Metal Gear Solid V : The Phantom Pain

Dans la tourmente depuis quelques semaines à cause du divorce entre Konami et Kojima, Metal Gear Solid V : The Phantom Pain en subit les conséquences. En effet, depuis que cette histoire a été révélée au grand jour, la communication autour du jeu s’est réduite comme peau de chagrin. Le rythme régulier d’annonces qui avait été adopté au départ par l’éditeur pour promouvoir le jeu semble avoir subi les conséquences de ce vaudeville vidéoludique. On parle ici de « vaudeville » pour conspuer la communication risible de Konami qui s’est enfermé dans un silence dédaigneux (la preuve avec sa quasi-absence de l’E3, si ce n’est un trailer balancé entre deux conférences) et il est évident qu’on n’oublie pas le drame « Silent Hills », victime collatérale de cette sordide affaire.
Kojima ayant été réduit au silence également, cela ne nous empêchera pas de vous parler de l’un des jeux les plus attendus de cette future rentrée. On fait le point sur MGS V : PP et on le fait maintenant.

Neuf ans de dodo…

Chronologiquement situé entre les événements relatés dans MGS V : Ground Zeroes et ceux de Metal Gear (l’épisode sorti sur NES en 1987), Metal Gear Solid V : The Phantom Pain se déroule en 1984 alors que Big Boss (Naked Snake) vient de sortir d’un coma de neuf ans. Aidé par son ancien « ennemi » Revolver Ocelot, qui s’est chargé de le rapatrier après la perte de son bras et son coma, Big Boss part libérer son partenaire, Kazuhira Miller, prisonnier des forces soviétiques en Afghanistan suite à l’attaque de la Mother Base dans MGS : Ground Zeroes. Le but principal du début de l’histoire est de remettre sur pied son empire guerrier. Maintenant que nous avons posé les bases du scénario, attardons-nous sur le jeu.

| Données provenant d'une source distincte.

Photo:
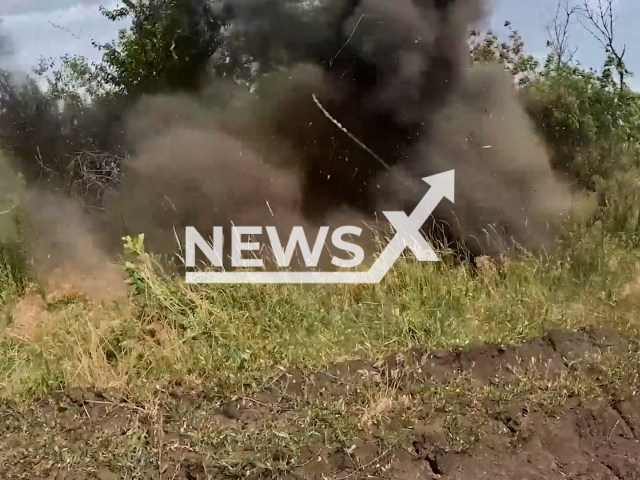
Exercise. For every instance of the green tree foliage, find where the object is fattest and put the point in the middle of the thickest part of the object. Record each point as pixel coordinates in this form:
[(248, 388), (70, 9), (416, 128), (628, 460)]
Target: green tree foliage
[(167, 47)]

Exploration en monde ouvert

D’après les premiers retours, MGS : Phantom Pain met moins l’accent qu’auparavant sur la surenchère de mises en scène hollywoodiennes (slow motion, chorégraphie surréaliste…) et sur une aventure scriptée pour laisser place à une narration plus sobre et plus rare. De plus, reprenant ce qui a été installé dans MGS : GZ, l’enrichissement du background du jeu se relate via les cassettes disséminées ça et là dans l’environnement et non plus dans les longues discussions au Codec qui hachaient le rythme des anciens épisodes. De même, les appels se font par simple pression d’une touche sans là encore nous couper de l’environnement.
Ces changements sont liés au choix de l’open world de MGS V : PP que l’on dit 200 fois plus vaste que celui de Ground Zeroes. L’accent est mis sur l’exploration (trophées de chasse à récupérer après une traque : la faune étant diversifiée, des diamants pour financer votre base ou des plans pour accélérer la R&D) et la liberté d’action (missions principales ou secondaires, la manière de faire évoluer son équipement ou l’approche d’une base ennemie).

Besoin de compagnie

Un système de compagnon a été mis au point et c’est au joueur de choisir s’il veut explorer l’Afghanistan avec le D-Horse (un cheval) ou le D-Dog (on vous a déjà fait l’affront de traduire le mot « cheval », on ne va pas vous prendre pour des abrutis finis). Il existe plusieurs compagnons optionnels comme le D-Dog et si vous ne pensez pas à renvoyer votre aide de mission à la Mother Base (en l’envoyant par les airs en colis express) vous ne le verrez plus au cours de vos prochaines missions, ni grandir lors de vos retours sur la base. Chacun des compagnons a ses défauts et ses avantages : le D-Dog peut marquer et attaquer les ennemis, le cheval permet de vous déplacer vite et de vous camoufler en vous cachant derrière l’un de ses flancs et le D-Walker est un robot mobile à l’armement customisable. Mais il en existe bien d’autres que l’on pourra rencontrer au fil de l’aventure.

La Mother Base aura un rôle crucial dans cet épisode puisqu’elle vous permettra de recevoir du matériel sur le terrain (armes, munitions…), d’avoir un soutien aérien (hélico) pouvant servir aussi pour faire diversion ou d’y envoyer armes, animaux, véhicules, soldats… Autant d’éléments qui serviront plus tard. La gestion de la base peut se faire depuis l’iDroid sans avoir à retourner entre deux missions à la Mother Base.

Metal Gear Solid V : The Phantom Pain s’annonce excellent et semble maîtriser sur le bout des doigts le genre infiltration/action avec un univers vaste, riche et fouillé et peut-être même plus abordable pour les néophytes de la saga. Réponse définitive le 1er septembre prochain. [!]